By Dylan Bush, Jesse Copelyn
- A doctor’s race and the language they speak can play a role in the kind of care they provide – depending on their patient’s race and language.
- Students with better matric marks are more likely to do well in the theoretical part of medical school, but not necessarily on the practical side (when they treat patients).
- English and Afrikaans-speaking doctors often struggle to communicate with black patients who don’t speak these languages, which can make it harder for them to provide quality care.
- Research from the US shows that black doctors are often more successful at treating black patients than white doctors.
How should South African medical schools choose who gets in? Some say the answer is simple – just pick the people with the best marks, and ignore things like race.
But research paints a more complex picture. Marks do play a role in the making of a good doctor but they’re not everything. Students who score high grades in the National Benchmark Tests and matric do
go on to get better marks in the theoretical part of the medical degree.
But they don’t fare better when it comes to the part of the degree that teaches them to treat patients.
Then there’s language. Can the languages people speak influence what kind of doctor someone will be?
Research says yes. English and Afrikaans speaking doctors often struggle to communicate with black
patients who don’t speak these languages.
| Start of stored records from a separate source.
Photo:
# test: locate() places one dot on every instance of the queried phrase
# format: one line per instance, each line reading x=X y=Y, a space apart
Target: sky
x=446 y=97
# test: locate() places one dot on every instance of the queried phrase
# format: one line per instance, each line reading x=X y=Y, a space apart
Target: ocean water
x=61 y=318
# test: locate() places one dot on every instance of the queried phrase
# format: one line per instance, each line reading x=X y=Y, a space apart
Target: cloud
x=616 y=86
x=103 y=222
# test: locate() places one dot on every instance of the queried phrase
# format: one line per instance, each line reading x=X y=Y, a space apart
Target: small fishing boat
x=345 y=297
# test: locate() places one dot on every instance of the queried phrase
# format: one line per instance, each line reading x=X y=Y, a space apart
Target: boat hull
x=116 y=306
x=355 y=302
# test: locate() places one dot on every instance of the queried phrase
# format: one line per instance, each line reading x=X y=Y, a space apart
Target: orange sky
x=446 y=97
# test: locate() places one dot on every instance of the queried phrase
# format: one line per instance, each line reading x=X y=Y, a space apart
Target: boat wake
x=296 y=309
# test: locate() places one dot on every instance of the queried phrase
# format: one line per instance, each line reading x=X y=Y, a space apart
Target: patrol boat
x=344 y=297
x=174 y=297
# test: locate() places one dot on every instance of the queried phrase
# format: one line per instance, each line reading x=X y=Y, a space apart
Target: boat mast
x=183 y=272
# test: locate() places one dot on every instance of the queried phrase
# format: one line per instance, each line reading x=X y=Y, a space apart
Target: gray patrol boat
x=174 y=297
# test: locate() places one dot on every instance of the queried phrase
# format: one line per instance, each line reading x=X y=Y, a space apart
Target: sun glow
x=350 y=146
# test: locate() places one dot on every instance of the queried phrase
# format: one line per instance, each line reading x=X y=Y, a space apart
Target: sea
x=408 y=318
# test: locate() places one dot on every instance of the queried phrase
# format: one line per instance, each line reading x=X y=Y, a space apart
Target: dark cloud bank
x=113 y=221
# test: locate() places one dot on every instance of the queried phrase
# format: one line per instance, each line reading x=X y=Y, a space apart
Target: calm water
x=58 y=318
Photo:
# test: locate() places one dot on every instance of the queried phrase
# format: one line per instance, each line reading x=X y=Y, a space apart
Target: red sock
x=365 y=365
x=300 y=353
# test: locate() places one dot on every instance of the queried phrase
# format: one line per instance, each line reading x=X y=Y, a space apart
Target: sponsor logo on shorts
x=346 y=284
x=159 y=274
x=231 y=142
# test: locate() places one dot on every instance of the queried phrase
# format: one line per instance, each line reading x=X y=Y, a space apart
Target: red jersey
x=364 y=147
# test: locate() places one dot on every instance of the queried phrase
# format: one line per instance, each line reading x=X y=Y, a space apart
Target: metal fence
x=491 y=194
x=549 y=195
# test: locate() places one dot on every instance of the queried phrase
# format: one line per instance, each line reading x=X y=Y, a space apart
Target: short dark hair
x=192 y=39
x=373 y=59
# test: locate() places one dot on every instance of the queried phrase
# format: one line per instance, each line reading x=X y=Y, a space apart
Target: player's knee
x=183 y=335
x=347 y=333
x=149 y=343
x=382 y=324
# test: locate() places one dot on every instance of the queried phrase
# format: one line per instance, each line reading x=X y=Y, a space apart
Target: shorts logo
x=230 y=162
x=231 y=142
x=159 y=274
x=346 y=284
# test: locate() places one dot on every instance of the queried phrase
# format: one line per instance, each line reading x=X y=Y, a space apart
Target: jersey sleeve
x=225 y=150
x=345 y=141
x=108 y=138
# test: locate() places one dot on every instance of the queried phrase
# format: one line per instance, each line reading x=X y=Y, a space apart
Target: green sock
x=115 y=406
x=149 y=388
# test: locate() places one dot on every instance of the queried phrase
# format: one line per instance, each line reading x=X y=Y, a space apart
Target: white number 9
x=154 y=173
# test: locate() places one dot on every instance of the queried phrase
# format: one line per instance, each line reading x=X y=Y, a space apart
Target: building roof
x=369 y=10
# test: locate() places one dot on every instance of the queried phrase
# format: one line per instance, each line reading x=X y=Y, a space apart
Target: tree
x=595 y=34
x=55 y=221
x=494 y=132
This can lead to serious problems. Patients struggle to tell doctors what is wrong with them or to understand medical instructions. Sometimes doctors can ask other staff members to help with translation, but this can lead to miscommunication, even when it’s another medical professional
helping.
What about race?
Evidence from the United States suggests that race can impact the relationship between doctors and patients even when they speak the same language. A study of almost 2-million hospital births in the state of Florida found that Black newborns had a much lower chance of dying when the attending doctor was also African-American.
Black babies were more likely to die when their physician was white. How much these findings apply to South Africa is hard to know.
Local researchers have seen individual cases where race seemed to have a negative impact on the relationship between doctors and patients — even when there weren’t language barriers.